LE RÉVEIL DES IRRADIÉS

Une association de «vétérans des essais nucléaires», en contact avec 380 malades, dénonce l’inertie de l’armée. Elle réclame une étude épidémio-logique sur tous les personnels civils et militaires qui ont été exposés depuis 1960.

Treize février 1960, dans le Sahara. Gerboise bleue, la première bombe atomique française, vient d’être testée avec succès. «Hourra pour la France!» s’écrie le général de Gaulle. Gérard Dellac effectue alors son service militaire au 620e groupement des armes spéciales. Un officier lui demande de le conduire en Jeep au «point zéro», à l’endroit exact où l’explosion nucléaire a eu lieu quelques heures auparavant. Pour y planter un drapeau tricolore ! A peine arrivés sur place, un hélicoptère les survole et leur ordonne de s’en aller immédiatement. De retour à la base de Reggane, en Algérie, on les passe au compteur Geiger et on découvre des poussières radioactives dans les cheveux. Direction la douche, pour décontamination.

«Je ne suis même pas allé à l’infirmerie. Rien !» raconte aujourd’hui Gérard Dellac. En 1991, trente et un ans plus tard, un médecin diagnostique chez lui un cancer de la peau (lésions spino-cellulaires) sur le visage.
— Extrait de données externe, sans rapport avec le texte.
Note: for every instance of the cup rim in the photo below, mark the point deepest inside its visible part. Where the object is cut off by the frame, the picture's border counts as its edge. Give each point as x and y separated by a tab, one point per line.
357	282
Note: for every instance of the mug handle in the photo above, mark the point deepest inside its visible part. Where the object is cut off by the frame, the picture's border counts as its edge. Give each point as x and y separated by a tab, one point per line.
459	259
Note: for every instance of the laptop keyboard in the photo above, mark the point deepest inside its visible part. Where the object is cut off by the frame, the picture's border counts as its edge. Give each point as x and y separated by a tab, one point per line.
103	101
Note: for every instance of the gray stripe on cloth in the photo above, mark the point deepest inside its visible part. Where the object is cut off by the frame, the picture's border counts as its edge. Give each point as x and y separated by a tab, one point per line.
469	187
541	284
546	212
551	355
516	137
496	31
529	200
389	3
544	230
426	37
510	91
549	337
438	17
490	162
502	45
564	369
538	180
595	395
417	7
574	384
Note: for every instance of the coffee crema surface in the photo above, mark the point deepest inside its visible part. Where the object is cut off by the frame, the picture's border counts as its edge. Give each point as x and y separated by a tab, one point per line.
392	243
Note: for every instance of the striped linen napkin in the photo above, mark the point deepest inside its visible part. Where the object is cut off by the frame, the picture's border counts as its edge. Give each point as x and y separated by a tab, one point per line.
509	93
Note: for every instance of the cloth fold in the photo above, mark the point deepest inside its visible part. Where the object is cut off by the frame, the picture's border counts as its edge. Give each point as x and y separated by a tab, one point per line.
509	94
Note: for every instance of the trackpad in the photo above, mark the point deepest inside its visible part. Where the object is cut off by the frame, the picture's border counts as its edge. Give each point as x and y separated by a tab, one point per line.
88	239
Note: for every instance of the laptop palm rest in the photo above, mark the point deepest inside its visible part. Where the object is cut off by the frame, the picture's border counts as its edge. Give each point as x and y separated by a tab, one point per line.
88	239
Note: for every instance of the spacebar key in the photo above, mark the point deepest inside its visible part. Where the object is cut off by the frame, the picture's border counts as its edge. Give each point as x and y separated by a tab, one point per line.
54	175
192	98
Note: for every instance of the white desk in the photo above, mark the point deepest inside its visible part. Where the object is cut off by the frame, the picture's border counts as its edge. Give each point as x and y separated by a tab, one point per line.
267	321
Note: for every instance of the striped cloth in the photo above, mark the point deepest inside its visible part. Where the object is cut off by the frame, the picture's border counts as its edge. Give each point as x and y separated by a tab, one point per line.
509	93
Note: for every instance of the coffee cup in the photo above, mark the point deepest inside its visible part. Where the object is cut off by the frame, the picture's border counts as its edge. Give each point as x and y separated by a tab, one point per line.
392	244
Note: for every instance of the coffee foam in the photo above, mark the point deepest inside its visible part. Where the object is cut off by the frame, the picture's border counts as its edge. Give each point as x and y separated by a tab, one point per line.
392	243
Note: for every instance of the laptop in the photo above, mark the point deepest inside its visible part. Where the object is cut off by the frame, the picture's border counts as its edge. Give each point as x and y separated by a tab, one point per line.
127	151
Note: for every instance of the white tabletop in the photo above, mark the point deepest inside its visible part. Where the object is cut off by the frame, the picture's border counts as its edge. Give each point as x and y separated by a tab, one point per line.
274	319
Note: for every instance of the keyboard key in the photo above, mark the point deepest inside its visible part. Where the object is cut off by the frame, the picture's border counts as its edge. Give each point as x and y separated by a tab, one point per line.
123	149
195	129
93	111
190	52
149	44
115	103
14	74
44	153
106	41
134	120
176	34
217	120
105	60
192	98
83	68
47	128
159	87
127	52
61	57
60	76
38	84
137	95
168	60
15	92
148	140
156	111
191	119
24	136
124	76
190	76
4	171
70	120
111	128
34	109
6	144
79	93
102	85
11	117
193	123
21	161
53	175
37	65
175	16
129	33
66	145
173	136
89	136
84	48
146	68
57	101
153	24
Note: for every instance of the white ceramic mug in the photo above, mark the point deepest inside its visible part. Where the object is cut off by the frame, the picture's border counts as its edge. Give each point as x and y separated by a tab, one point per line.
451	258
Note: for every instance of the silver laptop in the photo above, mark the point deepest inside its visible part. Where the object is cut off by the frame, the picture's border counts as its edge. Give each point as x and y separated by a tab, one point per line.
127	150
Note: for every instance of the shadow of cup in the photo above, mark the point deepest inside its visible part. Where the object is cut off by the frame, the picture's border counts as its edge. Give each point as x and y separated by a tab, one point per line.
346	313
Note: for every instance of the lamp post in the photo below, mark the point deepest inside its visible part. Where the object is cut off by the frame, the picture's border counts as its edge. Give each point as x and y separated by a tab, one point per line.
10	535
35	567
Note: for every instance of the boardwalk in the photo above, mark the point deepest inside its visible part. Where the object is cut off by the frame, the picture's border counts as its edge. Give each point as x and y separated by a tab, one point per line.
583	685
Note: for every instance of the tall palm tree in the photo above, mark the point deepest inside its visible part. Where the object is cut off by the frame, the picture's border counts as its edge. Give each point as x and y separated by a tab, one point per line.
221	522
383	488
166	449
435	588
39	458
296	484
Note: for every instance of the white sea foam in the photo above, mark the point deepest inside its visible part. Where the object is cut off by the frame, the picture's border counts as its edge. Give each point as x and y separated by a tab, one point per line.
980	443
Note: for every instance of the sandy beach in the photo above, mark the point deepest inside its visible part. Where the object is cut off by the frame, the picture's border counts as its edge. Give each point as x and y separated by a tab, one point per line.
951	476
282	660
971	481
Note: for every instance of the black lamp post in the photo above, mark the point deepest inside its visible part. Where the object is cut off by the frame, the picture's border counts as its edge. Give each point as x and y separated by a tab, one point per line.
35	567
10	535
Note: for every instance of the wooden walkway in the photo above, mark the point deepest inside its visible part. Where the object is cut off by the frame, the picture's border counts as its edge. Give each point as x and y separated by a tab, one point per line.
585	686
Gérard Dellac subira au total neuf opérations, dont l’une au cours de laquelle un chirurgien lui enlèvera l’oreille droite. Ce plombier du Tarn demande alors réparation à l’armée. L’affaire traîne. En janvier 2001, la Cour des pensions le déboute. En ces termes: «Le livret médical porte trace d’une irradiation. […] Ce facteur peut constituer un risque supplémentaire de cancer de la peau au même titre que le soleil». Il est donc «impossible de déterminer une relation directe et certaine de cause à effet». L’affaire attend toujours d’être jugée en appel.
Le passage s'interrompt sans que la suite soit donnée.